If I had to give up "my" car to some 17-year-old daughter of my mother's friend, I'd have been so supremely pissed. So I understand Lynn's sentiment when I took over possession of her 1971 Mustang.
I understand it now, decades later, but, then? Fuck you, man, it's my car fair and square.
Fair and square after experiencing the piece-by-piece death of the Toyota Corolla. Fair and square after surviving the death of my parents' marriage. Fair and square after surviving all of that.

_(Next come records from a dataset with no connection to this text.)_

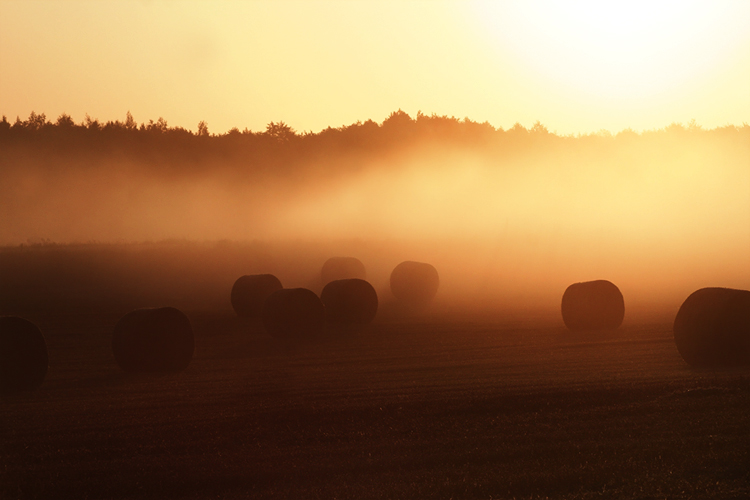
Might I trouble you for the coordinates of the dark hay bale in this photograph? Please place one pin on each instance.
(294, 313)
(414, 283)
(593, 305)
(712, 328)
(250, 292)
(350, 301)
(23, 355)
(153, 340)
(341, 268)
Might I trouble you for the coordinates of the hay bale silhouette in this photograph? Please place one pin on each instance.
(23, 355)
(341, 268)
(712, 328)
(293, 313)
(250, 292)
(153, 340)
(414, 283)
(350, 301)
(593, 305)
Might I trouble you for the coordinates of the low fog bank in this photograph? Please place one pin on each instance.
(508, 231)
(478, 282)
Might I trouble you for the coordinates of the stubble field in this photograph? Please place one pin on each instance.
(436, 405)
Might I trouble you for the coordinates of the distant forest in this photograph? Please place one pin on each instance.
(278, 149)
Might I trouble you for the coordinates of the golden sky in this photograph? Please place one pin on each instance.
(575, 66)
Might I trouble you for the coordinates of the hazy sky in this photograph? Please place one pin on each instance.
(575, 66)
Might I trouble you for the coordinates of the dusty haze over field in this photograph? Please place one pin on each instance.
(522, 208)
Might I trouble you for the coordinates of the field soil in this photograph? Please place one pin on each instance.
(424, 407)
(440, 404)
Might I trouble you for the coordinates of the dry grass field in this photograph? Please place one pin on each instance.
(431, 406)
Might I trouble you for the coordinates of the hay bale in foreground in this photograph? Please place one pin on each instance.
(293, 313)
(712, 328)
(23, 355)
(250, 292)
(341, 268)
(414, 283)
(350, 301)
(153, 340)
(593, 305)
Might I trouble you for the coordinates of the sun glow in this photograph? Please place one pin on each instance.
(616, 50)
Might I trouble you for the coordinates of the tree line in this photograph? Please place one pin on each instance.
(279, 147)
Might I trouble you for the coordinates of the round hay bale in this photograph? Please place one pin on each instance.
(153, 340)
(293, 313)
(250, 292)
(341, 268)
(712, 328)
(593, 305)
(23, 355)
(414, 283)
(350, 301)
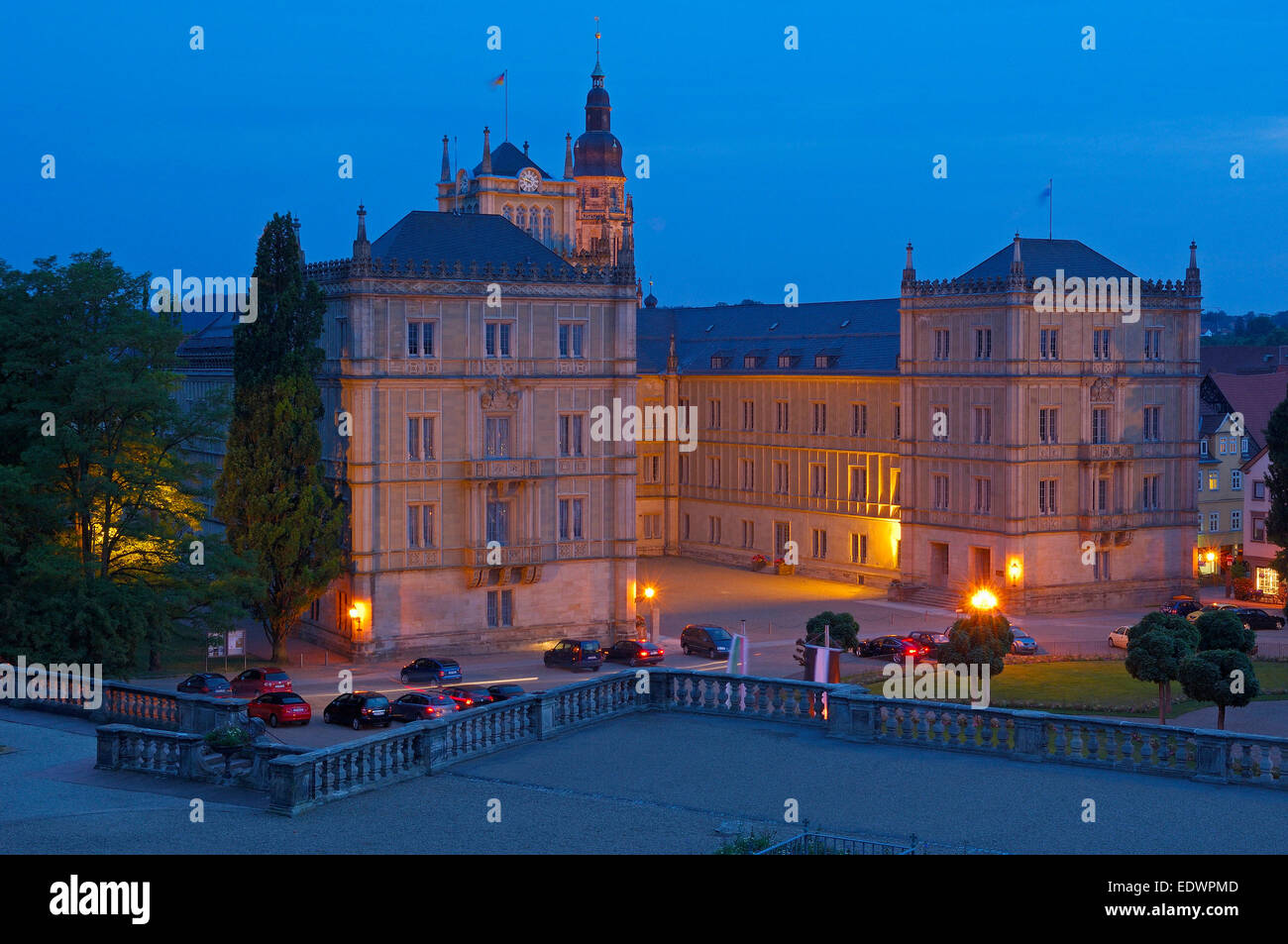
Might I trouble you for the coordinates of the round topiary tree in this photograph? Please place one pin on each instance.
(1222, 629)
(983, 638)
(1223, 677)
(845, 630)
(1155, 648)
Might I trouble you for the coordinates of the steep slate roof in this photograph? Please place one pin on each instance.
(1241, 359)
(868, 344)
(1254, 395)
(1043, 257)
(507, 161)
(428, 236)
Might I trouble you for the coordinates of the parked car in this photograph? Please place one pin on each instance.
(472, 697)
(930, 640)
(357, 710)
(575, 655)
(417, 706)
(206, 684)
(257, 682)
(711, 642)
(1022, 644)
(279, 707)
(1210, 608)
(1256, 618)
(893, 647)
(501, 691)
(634, 652)
(1181, 605)
(434, 672)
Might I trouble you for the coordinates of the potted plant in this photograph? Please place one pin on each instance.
(228, 741)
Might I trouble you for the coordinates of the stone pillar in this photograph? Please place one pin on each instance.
(1214, 756)
(1029, 736)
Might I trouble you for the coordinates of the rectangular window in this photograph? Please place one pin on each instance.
(571, 519)
(496, 338)
(858, 483)
(1153, 424)
(571, 336)
(983, 496)
(819, 544)
(1047, 504)
(1100, 344)
(939, 484)
(818, 480)
(500, 608)
(1048, 425)
(420, 339)
(1149, 493)
(983, 425)
(983, 344)
(570, 434)
(498, 522)
(859, 419)
(420, 526)
(1153, 344)
(1050, 344)
(497, 436)
(1100, 425)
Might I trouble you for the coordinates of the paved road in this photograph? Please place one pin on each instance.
(645, 784)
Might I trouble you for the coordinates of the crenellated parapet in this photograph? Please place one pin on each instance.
(346, 269)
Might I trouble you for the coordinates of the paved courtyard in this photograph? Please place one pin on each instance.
(642, 784)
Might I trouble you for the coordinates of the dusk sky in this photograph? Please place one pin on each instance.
(768, 165)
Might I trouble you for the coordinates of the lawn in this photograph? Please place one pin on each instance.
(1094, 687)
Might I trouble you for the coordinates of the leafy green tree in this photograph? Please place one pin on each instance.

A stick-shift in a world where teen girls -- and boys -- didn't know what the hell to make of them. A stick-shift forced to constantly mount that hump at the railroad crossing to get to Lake Braddock Secondary School or to pick up Viv or Amy or Nancy. A stick-shift in a world where a teen girl has no fuckin' idea how to jump start it until, late one night or early one morning, she happens upon Lynn, the former owner, who shows her how to pop that clutch to send you whirling into the night. A night of wonderment and space and FREEDOM.
That is the car that is Tank. Oh, Tank, up until far into adulthood when I happened upon Jeep, you were the love of my life.
Tank, who I managed to crash in a snow bank following one hell of a ferocious snowfall my senior year. Tank, whose keys I pitched into the snow when I crashed into that curb during that fuckin' snowfall without end in the Winter of '79. Tank, whose tape deck I relied on to learn the words to Dire Straits, the Eagles and Fleetwood Mac.
Ah, Tank, I should never have forked you back over to my mom, who gave you to Stephen -- who crashed into a pole whilst mightily drunk and escaped unscathed and likely uncaught had it not been for the license plate left behind.
Tank, I remember you. I remember you with all of the affection a senior in high school girl could give to a car. A car I drove, through the melancholy of teenage angst after that boy whom I would love forever went off to college and left me behind.
Me and Tank. I will finally admit to early onset dementia. But I will never throw you over again.